V. BOZMA VE BOZMADAN SONRAKİ YARGILAMA SÜRECİ
A. Bozma Kararı
1. Bölge Adliye Mahkemesinin yukarıda belirtilen kararına karşı süresi içinde davalı idare vekili temyiz isteminde bulunmuştur.
2. Yargıtay 5. Hukuk Dairesinin yukarıda tarih ve sayısı belirtilen kararı ile;
"... 11.06.2013 tarihinde yürürlüğe giren 6487 sayılı Yasa ile 2942 sayılı Kamulaştırma Kanunu'nun değiştirilen Geçici 6. maddesi uyarınca 09/10/1956 tarihi ile 04/11/1983 tarihleri arasında fiilen el atılan taşınmazlara ilişkin olarak açılan kamulaştırmasız el atma davalarında taşınmazın el atma tarihindeki nitelikleri esas alınarak dava tarihindeki değerinin tespit edilmesi gerekir. Dosyadaki bilgi ve belgelerden, dava konusu 291 parsel sayılı taşınmazın ifrazı ile oluşan 495 ve 496 parsel sayılı taşınmazlara el atma tarihi 1983 yılı öncesi (1962) olup, el atıldığı tarihte dava konusu taşınmazın belediye ve mücavir alan sınırları içinde bulunmadığı anlaşıldığından taşınmazın arsa niteliğinde kabulüne olanak yoktur.

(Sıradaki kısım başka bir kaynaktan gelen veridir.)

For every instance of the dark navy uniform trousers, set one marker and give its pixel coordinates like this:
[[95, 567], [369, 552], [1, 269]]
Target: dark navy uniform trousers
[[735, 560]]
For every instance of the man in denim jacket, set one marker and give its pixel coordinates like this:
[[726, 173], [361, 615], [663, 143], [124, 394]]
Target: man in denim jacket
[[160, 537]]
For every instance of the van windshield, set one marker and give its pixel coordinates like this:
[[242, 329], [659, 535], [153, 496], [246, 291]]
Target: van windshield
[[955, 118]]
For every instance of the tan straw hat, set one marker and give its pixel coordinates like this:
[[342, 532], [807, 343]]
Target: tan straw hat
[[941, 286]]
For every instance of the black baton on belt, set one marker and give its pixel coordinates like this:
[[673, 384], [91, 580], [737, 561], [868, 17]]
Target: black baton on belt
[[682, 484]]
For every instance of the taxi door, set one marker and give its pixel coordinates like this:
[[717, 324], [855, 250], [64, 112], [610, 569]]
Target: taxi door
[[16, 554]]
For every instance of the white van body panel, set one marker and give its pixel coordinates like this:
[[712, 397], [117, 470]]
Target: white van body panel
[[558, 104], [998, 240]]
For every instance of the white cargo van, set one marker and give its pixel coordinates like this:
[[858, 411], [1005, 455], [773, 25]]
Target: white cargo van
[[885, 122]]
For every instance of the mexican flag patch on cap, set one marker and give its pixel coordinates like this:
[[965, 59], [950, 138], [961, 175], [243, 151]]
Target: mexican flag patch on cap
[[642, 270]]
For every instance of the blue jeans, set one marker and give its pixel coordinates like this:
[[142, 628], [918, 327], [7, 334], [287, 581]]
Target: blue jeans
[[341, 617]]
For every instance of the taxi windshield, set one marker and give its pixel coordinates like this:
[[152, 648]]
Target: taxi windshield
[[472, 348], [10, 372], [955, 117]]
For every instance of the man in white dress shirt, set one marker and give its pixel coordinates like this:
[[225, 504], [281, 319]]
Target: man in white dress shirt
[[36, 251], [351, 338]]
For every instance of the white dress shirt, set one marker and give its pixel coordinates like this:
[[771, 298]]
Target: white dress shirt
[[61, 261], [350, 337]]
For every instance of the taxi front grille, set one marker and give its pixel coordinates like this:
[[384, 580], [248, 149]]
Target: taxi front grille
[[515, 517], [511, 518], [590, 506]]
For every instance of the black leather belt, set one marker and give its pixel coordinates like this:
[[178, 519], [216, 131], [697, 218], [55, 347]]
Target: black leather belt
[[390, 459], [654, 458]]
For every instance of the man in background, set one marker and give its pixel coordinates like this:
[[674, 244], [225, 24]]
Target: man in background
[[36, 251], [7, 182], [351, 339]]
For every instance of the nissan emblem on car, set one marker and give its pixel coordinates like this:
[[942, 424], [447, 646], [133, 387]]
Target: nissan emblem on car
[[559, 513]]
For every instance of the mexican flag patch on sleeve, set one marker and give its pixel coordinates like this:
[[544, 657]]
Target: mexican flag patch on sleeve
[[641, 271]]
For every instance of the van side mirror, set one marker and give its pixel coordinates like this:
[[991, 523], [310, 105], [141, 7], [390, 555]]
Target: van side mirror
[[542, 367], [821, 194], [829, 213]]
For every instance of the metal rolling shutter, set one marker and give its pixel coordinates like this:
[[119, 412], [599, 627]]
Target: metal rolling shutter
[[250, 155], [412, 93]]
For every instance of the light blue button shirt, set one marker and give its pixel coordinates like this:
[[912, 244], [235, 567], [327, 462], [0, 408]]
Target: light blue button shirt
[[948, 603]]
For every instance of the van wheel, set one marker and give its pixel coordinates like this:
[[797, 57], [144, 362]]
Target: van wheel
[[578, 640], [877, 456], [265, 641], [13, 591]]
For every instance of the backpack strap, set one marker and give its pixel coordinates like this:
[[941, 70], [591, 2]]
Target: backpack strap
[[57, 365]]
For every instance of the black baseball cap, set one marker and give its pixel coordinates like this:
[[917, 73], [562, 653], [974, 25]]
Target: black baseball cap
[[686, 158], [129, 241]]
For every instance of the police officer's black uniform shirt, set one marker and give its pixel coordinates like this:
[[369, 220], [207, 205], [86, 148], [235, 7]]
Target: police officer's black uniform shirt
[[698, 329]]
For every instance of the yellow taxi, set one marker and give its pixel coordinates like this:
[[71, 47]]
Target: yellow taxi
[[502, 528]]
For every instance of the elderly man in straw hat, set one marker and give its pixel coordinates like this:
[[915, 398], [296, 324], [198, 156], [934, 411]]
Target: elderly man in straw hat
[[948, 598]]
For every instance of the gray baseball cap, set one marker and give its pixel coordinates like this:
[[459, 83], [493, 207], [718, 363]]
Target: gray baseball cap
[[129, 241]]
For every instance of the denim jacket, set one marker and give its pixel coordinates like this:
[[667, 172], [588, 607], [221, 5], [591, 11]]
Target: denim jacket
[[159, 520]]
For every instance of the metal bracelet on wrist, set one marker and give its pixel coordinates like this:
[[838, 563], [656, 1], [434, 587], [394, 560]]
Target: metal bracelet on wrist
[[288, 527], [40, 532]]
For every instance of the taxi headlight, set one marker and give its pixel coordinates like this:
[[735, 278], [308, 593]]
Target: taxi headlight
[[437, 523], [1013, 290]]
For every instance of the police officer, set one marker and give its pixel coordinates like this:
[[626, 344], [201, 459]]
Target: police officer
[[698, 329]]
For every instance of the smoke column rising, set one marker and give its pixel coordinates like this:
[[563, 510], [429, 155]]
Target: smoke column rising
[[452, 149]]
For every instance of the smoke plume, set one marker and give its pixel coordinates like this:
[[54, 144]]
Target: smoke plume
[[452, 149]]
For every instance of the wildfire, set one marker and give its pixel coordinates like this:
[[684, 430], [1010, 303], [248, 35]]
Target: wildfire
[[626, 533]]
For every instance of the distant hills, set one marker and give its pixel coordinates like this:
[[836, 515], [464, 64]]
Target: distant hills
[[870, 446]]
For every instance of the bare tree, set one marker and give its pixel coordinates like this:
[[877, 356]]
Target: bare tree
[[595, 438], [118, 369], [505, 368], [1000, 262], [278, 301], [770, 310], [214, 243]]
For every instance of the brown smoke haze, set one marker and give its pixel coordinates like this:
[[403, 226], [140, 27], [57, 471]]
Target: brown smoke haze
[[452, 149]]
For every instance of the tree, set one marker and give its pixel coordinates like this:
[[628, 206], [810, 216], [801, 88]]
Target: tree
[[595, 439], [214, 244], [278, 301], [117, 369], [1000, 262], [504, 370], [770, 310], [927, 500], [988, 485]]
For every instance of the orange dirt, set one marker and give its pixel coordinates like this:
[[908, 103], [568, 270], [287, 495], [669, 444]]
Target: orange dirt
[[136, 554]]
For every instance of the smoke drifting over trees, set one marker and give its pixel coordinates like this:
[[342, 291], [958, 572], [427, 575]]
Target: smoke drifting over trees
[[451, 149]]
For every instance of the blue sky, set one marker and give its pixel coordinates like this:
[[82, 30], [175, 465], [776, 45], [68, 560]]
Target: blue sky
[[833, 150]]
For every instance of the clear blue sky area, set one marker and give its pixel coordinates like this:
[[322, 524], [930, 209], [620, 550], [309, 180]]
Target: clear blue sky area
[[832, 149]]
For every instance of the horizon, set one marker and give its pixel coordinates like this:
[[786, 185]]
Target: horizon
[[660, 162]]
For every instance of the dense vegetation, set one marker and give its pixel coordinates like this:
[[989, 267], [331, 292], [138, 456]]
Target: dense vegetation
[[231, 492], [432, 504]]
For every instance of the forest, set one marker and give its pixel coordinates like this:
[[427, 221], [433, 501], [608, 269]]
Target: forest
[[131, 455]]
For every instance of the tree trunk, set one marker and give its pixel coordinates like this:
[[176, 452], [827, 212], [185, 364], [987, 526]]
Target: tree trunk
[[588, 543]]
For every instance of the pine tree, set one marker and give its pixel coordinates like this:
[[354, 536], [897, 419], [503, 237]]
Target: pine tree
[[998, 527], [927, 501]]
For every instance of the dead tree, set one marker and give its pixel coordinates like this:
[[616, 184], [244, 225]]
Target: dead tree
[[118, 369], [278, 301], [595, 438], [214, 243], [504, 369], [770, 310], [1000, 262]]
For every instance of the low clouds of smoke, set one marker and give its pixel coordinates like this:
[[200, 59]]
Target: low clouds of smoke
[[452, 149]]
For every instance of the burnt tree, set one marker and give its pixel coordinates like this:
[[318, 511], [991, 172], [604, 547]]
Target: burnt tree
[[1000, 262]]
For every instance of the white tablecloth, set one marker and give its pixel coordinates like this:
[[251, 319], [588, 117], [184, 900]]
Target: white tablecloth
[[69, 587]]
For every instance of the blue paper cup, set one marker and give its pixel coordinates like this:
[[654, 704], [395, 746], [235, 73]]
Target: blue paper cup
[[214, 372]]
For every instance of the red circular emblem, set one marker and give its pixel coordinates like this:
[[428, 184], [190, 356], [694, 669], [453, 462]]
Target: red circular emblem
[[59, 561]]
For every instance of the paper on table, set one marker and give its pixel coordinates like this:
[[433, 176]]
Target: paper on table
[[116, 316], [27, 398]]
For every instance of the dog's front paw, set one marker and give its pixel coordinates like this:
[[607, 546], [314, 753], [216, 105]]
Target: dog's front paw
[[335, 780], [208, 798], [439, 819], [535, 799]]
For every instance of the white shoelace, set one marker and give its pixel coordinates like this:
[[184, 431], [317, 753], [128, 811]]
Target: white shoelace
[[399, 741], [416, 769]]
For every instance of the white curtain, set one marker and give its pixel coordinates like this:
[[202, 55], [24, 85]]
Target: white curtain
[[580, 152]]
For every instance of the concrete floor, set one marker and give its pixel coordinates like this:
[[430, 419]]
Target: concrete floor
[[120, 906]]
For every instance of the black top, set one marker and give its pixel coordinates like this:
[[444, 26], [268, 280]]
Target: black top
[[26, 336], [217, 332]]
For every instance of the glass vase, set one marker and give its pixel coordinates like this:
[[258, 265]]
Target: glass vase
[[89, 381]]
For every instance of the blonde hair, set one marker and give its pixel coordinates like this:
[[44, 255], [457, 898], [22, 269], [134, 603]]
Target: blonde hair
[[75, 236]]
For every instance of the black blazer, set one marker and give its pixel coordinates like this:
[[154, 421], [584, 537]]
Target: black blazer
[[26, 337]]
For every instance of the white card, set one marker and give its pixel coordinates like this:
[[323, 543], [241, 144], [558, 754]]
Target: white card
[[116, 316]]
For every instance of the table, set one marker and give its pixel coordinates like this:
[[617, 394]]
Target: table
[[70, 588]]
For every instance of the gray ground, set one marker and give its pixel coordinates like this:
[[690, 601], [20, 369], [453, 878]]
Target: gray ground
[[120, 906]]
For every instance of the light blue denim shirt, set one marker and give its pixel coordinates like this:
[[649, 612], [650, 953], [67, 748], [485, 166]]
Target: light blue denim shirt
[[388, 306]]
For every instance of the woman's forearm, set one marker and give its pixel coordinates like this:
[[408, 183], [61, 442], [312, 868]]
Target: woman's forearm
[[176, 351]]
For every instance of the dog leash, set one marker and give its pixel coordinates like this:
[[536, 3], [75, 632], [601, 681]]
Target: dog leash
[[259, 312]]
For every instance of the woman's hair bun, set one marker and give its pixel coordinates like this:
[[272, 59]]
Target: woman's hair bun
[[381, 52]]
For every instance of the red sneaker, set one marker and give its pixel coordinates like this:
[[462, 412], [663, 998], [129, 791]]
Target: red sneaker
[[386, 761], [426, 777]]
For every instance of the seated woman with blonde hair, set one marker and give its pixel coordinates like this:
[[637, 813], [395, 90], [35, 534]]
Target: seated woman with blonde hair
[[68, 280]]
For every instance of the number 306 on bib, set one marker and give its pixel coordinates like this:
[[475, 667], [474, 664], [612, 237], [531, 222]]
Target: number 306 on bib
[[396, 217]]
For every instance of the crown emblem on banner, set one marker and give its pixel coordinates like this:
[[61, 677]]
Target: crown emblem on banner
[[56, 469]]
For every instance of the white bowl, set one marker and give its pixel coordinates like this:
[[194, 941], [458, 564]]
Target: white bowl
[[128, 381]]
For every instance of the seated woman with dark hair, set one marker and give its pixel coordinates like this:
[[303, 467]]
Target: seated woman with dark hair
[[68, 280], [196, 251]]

Taşınmazın el atma tarihi itibari ile arsa vasfını kazanmadığı anlaşıldığından, arazi niteliğinde olduğu gözetilerek yeniden oluşturulacak bilirkişi kurulu eşliğinde keşif yapılarak, o yörede mutad olarak ekilen münavebeli ürünleri ve münavebeye alınan ürünlerin dekar başına verim miktarları Tarım ve Orman İlçe Müdürlüğünden, değerlendirme tarihi olan 2016 yılı dekar başına üretim masrafları ile hasat dönemindeki ortalama toptan kg. satış fiyatlarının da ilgili resmi kuruluşlardan sorulmasından sonra taşınmazın olduğu gibi kullanılması halinde getireceği net gelirine göre değer biçilmesi gerekirken yazılı şekilde hüküm kurulması,
Doğru görülmemiştir." gerekçesiyle karar bozulmuştur.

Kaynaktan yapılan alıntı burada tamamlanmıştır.